How to Protect Your Data
When it comes to protecting your data from ransomware and other malicious content attackers may use, be sure to make frequent backups of your system and important files. If your computer or device happens to fall victim to ransomware, you will be able to restore your system to its previous state by uploading your backups back onto your computer.
To ensure the security of your backups, store them on a separate device that cannot be accessed from a network or is not part of your network such as an external hard drive (ex: thumb drive). If you are backing up your computer, be sure to disconnect the external hard drive from the network or computer when the backup is finished.
If Ransomware Finds You
If you notice your computer or network has become infected by ransomware it is important to isolate systems that have been infected by the virus. In order to do this, remove the infected systems from all networks and disable any other potential networking such as Bluetooth, wireless features, and other potential networking features. Also, disconnect any shared or networked drives both wired and wireless.
The next step is to quickly turn off any infected computers and remove them from the network. Do the same with any computers that have not been fully affected by the ransomware. Doing this, may allow for the recovery of partially encrypted files by specialists.
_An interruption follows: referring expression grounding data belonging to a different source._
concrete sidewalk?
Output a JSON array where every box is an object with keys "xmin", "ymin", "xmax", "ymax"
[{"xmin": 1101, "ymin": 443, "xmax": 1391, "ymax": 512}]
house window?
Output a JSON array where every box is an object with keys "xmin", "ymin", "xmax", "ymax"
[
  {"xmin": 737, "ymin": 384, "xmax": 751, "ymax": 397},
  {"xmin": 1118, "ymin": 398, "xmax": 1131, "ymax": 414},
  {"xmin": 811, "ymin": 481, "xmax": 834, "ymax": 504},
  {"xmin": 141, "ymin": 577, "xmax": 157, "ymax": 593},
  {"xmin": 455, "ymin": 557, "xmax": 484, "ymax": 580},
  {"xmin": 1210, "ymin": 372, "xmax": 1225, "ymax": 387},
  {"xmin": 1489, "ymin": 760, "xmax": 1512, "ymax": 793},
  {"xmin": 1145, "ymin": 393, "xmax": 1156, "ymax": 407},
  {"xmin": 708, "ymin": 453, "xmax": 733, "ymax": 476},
Check out Before You Connect a New Computer to the Internet for more tips on how to make a computer more secure before you reconnect it to a network.
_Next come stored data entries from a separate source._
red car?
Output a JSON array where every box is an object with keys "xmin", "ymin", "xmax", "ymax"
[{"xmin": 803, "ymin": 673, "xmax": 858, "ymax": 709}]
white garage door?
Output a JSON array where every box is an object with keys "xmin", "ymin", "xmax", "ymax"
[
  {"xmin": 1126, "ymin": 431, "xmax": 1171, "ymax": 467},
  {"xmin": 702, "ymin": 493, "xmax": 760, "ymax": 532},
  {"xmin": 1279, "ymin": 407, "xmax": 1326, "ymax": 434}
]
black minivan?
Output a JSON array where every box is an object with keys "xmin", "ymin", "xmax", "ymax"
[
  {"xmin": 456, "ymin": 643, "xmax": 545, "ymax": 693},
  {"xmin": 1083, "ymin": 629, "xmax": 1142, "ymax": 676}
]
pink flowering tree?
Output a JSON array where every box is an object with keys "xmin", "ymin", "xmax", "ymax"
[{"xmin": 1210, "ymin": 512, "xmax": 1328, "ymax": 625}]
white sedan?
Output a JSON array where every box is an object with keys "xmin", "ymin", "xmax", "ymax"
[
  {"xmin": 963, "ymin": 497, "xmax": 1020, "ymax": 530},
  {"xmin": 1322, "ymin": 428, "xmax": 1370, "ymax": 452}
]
Lastly, make sure your backup drives are offline and safe, and if possible, check your back up data with an antivirus program to make sure they are free of the ransomware.
Here is what to do after you have ran through these previous steps:
- Home user: If your home computer or network has become infected with ransomware and you receive a ransomware request, contact your local law enforcement, local FBI office, or local U.S. Secret Service office for assistance and what to do next.
- Company/Organization: If you notice any signs of ransomware, report it right away to your IT helpdesk or security office.
- All users: Change all of your passwords once the ransomware has been removed. Make sure that when you create new passwords they are strong, complicated and very difficult for anyone to guess, including yourself ("Protecting Against Ransomware: CISA", CISA).